If you’ve been using AI chatbots for one-off questions, Hermes Agent is a different animal. It’s an open-source, self-improving AI agent built by Nous Research, designed to run continuously, remember context across sessions, and get better at recurring tasks the more you use it. Instead of a fresh conversation every time, Hermes builds persistent memory and refines its own skills as it works.

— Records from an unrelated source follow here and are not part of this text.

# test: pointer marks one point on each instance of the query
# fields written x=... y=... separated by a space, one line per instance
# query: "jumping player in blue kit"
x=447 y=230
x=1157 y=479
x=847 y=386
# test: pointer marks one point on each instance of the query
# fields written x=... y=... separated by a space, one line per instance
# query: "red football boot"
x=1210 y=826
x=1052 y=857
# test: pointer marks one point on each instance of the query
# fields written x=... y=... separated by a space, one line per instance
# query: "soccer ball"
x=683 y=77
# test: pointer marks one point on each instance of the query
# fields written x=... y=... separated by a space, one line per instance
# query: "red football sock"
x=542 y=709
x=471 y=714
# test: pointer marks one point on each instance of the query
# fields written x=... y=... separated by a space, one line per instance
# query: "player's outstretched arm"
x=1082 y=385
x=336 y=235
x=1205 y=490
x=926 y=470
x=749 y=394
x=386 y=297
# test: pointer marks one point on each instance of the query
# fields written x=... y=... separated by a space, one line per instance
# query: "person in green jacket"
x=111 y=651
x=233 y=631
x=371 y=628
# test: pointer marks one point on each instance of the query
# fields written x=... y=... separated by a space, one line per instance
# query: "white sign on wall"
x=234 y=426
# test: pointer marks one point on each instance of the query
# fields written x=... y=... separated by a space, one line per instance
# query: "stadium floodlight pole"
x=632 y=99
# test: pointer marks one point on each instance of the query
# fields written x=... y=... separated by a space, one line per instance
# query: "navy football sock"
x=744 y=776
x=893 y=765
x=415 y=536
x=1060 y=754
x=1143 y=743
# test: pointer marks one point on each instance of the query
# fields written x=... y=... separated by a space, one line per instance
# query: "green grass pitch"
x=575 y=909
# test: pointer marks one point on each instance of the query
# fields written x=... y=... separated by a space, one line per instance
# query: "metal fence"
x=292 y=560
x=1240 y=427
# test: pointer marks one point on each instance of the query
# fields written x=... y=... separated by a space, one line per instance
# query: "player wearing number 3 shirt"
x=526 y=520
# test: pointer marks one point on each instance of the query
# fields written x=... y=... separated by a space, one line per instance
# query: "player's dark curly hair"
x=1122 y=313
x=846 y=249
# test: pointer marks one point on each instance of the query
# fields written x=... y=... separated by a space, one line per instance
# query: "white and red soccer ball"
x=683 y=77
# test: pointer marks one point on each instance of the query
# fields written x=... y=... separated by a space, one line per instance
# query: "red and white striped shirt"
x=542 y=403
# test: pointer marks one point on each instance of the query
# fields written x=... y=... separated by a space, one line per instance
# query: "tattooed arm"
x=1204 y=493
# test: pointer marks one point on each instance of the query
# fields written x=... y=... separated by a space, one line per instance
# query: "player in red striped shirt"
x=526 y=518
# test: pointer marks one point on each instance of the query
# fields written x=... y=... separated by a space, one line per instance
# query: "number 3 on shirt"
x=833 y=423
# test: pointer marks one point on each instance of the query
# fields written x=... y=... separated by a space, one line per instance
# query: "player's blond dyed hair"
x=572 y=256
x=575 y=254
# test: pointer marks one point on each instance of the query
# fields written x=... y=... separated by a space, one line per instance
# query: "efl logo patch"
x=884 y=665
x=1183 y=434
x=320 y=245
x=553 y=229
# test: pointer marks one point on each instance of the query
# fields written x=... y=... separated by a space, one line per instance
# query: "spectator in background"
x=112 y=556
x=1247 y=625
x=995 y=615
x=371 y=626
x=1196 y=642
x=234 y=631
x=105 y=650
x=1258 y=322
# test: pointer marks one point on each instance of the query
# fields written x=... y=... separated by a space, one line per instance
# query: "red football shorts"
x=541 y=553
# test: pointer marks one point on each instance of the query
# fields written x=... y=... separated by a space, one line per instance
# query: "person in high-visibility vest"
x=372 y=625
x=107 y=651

The catch is that an agent like this is only useful if it’s actually on. Run it locally and it disappears the moment your laptop sleeps. Run it on a VPS, and it stays reachable around the clock — from the terminal, from a web dashboard, or straight from Telegram, Discord, Slack, WhatsApp, or email.
This guide walks through deploying Hermes Agent on a Hostinger VPS using Hostinger’s Application Catalog, which handles the Docker setup for you. No manual installer, no dependency wrangling — just a VPS, a few clicks, and a short setup wizard.
What You’ll Need
Before you start, gather the following:
- A Hostinger VPS plan. An entry-level plan is enough if you’re running Hermes against a cloud LLM API. If you plan to run local tools, browser automation, or parallel sub-agents, size up on vCPU and RAM.
- Basic terminal comfort. You’ll spend most of your time in Hermes’s CLI once it’s running.
- An LLM provider API key — OpenAI, Anthropic, or OpenRouter are common choices. Alternatively, Hostinger bundles its own AI credits (via nexos.ai) that you can use instead of bringing your own key, or you can skip keys entirely with Hermes’s Quick Setup.
- A messaging account (optional) — Telegram, Discord, Slack, or WhatsApp, if you want to reach the agent off the terminal.
- An Oxylabs account (optional) — only needed if you want Hermes’s web search and scraping tool backed by a dedicated scraping provider.
Step 1: Choose and Provision Your Hostinger VPS

Log into your Hostinger account and pick a VPS plan. A couple of things to weigh when choosing:
- API-only usage (Hermes calling out to OpenAI, Anthropic, etc.) needs relatively little horsepower — a base plan will do.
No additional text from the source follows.